Indeed, the governing alliance routinely ignores the Constitution in order to pursue its private interest in securing what it Leninistically calls “hegemonic control of all the levers of power in society”. That particular style of democratic centralism has not succeeded anywhere that it has been tried, worldwide, and, more importantly, it is deeply inconsistent with the values of the Constitution.

Deputy Chief Justice Raymond Zondo asked former cabinet member Barbara Hogan, when she gave her evidence, credibly and calmly, whether anything in the law facilitated state capture.

It appears from Zuma’s evidence that the Constitution was, and is, routinely ignored and flouted by the governing ANC alliance’s delinquents to effect the deployment of loyal ANC “cadres” in the public administration and the SOEs. That loyalty was easily transmogrified into the state capture project’s “parallel processes” run by the ANC’s Jacob Zuma faction from Luthuli House with ample support from the executive and legislature, Hogan included. She has no reason to lie about the Gama debacle in which Zuma insisted upon the appointment of a grossly unsuitable cadre to Transnet, nor has Zuma assailed her credibility. On the contrary, civil servants loyal to their country and to the late Collins Chabane have given the lie to Zuma’s evidence.

The Constitution requires the cultivation of good human resource management practices in the public administration and SOEs. It also requires cabinet members not to act in any way that is inconsistent with their high public office or to expose themselves to the risk of a conflict between their official responsibilities and their private interests. Nor may they improperly benefit any other person. It is surely improper to insist on Gama’s appointment at a time when he was facing serious disciplinary procedures. Hence the denials by Zuma.

The cabinet members’ oaths of office require them to uphold the Constitution, not undermine it with the deployment of frequently unsuitable and under-qualified cadres who just happen to be loyal members of the ANC.
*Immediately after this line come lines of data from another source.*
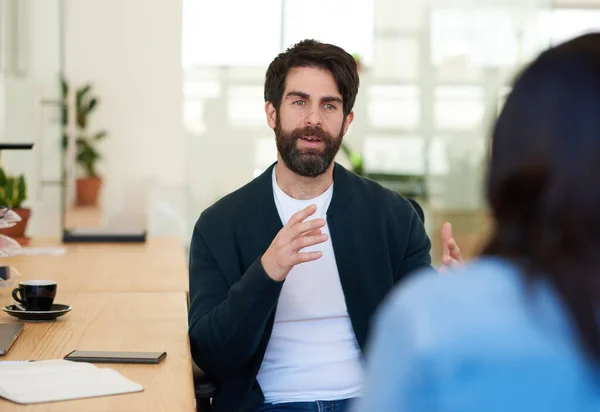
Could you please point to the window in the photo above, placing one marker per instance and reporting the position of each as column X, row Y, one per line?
column 230, row 32
column 465, row 34
column 345, row 23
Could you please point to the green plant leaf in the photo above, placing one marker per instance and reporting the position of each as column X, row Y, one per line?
column 3, row 177
column 100, row 135
column 10, row 192
column 64, row 142
column 64, row 86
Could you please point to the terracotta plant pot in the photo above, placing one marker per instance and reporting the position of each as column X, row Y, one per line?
column 88, row 189
column 17, row 232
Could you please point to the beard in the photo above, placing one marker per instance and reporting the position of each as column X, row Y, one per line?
column 307, row 162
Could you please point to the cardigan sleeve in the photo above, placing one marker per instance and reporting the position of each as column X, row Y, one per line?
column 418, row 250
column 226, row 322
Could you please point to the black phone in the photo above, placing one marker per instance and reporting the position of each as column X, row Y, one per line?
column 116, row 357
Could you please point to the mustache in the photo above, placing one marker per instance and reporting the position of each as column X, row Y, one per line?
column 310, row 131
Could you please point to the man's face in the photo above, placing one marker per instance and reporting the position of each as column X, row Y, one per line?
column 309, row 125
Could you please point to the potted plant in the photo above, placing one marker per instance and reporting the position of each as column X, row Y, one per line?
column 87, row 155
column 355, row 158
column 13, row 192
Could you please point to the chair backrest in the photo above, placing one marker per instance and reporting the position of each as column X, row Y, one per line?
column 418, row 209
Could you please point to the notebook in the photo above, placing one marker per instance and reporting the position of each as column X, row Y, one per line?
column 59, row 380
column 9, row 332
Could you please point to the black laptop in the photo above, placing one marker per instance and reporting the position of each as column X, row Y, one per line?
column 9, row 332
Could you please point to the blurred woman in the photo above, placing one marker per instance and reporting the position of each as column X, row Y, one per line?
column 518, row 328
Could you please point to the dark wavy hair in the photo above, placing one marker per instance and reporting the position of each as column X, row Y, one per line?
column 543, row 183
column 311, row 53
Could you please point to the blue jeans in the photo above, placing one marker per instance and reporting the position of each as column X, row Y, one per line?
column 318, row 406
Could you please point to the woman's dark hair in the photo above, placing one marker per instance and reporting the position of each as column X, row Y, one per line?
column 543, row 183
column 311, row 53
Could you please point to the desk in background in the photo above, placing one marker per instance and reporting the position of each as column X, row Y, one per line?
column 159, row 265
column 139, row 321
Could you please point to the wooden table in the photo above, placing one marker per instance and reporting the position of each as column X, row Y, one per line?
column 115, row 321
column 159, row 265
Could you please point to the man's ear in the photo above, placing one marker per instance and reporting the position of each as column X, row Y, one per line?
column 271, row 114
column 349, row 119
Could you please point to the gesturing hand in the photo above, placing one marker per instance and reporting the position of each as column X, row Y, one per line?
column 451, row 256
column 284, row 252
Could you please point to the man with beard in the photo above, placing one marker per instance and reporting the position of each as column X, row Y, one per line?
column 286, row 272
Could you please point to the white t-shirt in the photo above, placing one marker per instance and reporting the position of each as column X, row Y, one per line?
column 312, row 353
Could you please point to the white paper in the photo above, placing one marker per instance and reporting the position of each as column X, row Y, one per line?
column 57, row 380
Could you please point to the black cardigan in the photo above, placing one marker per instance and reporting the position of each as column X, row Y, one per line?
column 377, row 239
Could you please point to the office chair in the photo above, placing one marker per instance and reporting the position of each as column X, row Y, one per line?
column 204, row 390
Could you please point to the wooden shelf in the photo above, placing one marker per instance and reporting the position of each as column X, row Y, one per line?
column 16, row 146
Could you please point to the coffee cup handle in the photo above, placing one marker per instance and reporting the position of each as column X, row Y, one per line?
column 16, row 297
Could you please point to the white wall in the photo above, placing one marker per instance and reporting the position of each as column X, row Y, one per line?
column 130, row 50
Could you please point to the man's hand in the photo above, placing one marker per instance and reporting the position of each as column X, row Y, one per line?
column 451, row 257
column 284, row 252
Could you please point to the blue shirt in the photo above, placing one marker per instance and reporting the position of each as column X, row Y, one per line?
column 477, row 339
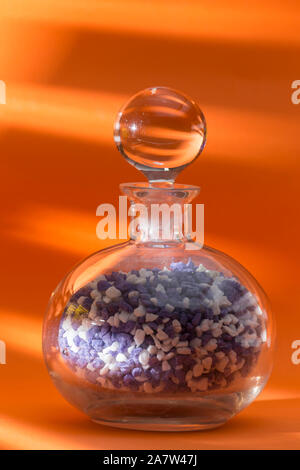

Cadre deployment has long been declared illegal in the high court. There was no appeal against this, and rightly so. The aims of the ANC NDR or “national democratic revolution” are radically at odds with the requirements of the Constitution. The “revolution” may be regarded as a “private interest” of those who subscribe to its eternally unsatisfied longing for hegemonic control of all the levers of power in society.

The evidence of Zuma about the pervasiveness of cadre deployment in the public administration and state owned enterprises lays a foundation for further finding these practices illegal and for a historic judicial recommendation that they be desisted from in future. Their continuation poses a central threat to South Africa’s social and economic viability and would facilitate state capture too.

  • Paul Hoffman SC, director, Accountability Now.